‘Air Cav’ splits bananas with kids
Soldiers with Troop A, 1st Sqdn., 6th Cav. Regt. assist students from St. George Elementary School with building banana splits March 8 at the school. Members of Troop A visited the school to show support for and congratulate third- and fourth-grade students on learning multiplication and division tables. Photo by: Sgt. Keven Parry, CAB.
Story by: Sgt. Keven Parry
CAB PUBLIC AFFAIRS
ST. GEORGE, Kan. – Soldiers assigned to 1st Squadron, 6th Cavalry Regiment, Combat Aviation Brigade, 1st Infantry Division, attended the St. George Elementary Multiplication and Division Banana Split Party March 8 at the school.
Jennifer Rhodes, a third- and fourth-grade teaching aide at St. George, said the event was a reward to the third- and fourth-grade students for learning their multiplication and division tables, a goal they worked on since November.
The Soldiers supported the event by helping the students build their banana split rewards.
"They've learned a lot," said Capt. Jason Nichols, platoon leader, Troop A, 1st Sqdn., 6th Cav. Regt. "They've done a great job the past few weeks, so we're here to celebrate with them."

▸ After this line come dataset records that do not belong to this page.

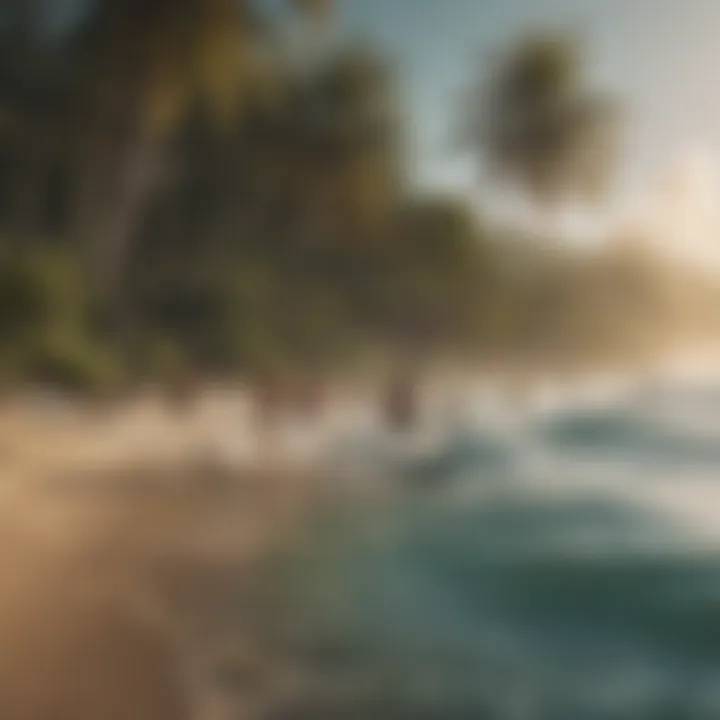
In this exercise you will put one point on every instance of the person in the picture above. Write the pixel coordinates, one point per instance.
(401, 406)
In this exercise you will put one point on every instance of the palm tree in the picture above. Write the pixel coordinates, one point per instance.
(149, 63)
(540, 127)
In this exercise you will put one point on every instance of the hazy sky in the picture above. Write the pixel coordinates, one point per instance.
(661, 56)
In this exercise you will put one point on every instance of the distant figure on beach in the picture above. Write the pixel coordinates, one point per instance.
(401, 405)
(309, 397)
(184, 391)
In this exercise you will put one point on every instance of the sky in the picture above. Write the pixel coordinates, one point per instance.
(659, 56)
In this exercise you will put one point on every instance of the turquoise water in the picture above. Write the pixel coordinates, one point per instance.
(568, 571)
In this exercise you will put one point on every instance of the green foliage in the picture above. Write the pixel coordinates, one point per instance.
(539, 125)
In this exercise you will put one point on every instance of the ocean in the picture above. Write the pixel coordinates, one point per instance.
(563, 567)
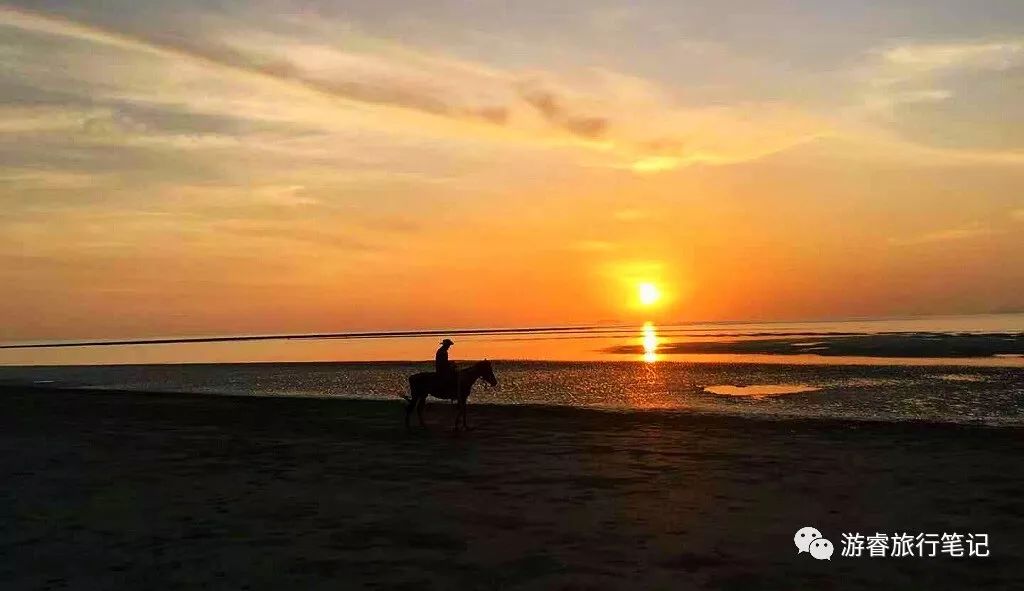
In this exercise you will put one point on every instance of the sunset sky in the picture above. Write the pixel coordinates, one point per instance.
(220, 167)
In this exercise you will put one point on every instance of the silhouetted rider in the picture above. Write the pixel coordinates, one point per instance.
(444, 368)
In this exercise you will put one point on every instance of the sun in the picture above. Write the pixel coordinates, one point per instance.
(648, 294)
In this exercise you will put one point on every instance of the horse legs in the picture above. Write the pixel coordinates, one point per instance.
(409, 409)
(419, 409)
(461, 415)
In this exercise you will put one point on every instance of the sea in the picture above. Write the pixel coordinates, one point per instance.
(796, 370)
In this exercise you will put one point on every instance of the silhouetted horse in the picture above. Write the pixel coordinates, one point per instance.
(426, 384)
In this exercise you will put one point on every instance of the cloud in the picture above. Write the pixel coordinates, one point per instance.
(402, 89)
(913, 73)
(950, 235)
(938, 56)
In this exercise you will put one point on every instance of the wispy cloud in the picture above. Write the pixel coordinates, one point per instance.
(949, 235)
(461, 99)
(915, 72)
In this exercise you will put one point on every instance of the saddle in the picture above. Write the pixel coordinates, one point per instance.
(448, 383)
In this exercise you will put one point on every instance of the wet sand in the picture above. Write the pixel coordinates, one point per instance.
(115, 490)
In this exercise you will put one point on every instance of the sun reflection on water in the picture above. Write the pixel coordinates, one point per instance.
(649, 340)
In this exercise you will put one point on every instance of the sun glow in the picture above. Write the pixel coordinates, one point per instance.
(649, 341)
(648, 294)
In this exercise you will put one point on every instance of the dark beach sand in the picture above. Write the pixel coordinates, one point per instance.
(108, 491)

The third-grade students had the challenge of learning their multiplication tables from the 0's to 12's; the fourth-grade students had the added challenge of learning the division tables for the same numbers. For each number set learned, the students received a ticket that allowed them to receive a portion of their banana split, like a topping or a spoon.
"This is the culmination of the hard work and everything the kids have had (to complete)," said Chief Warrant Officer 2 David Roberson, Kiowa pilot, Troop A, 1st Sqdn., 6th Cav. Regt. "It's just for them, to show that with hard work, you do get some pay off."
Soldiers with the 1st Sqdn., 6th Cav. Regt. have been partnered with the school for more than a year, Nichols said. They attend every special event possible and schedule visits to the school about once a month.
The visits allow Troop A to show its support for the community of St. George, and the Soldiers have the opportunity to interact with and mentor the students. According to Rhodes, this interaction has a positive impact on the children.
"They really enjoy it," Rhodes said. "It's nice to have Soldiers come in."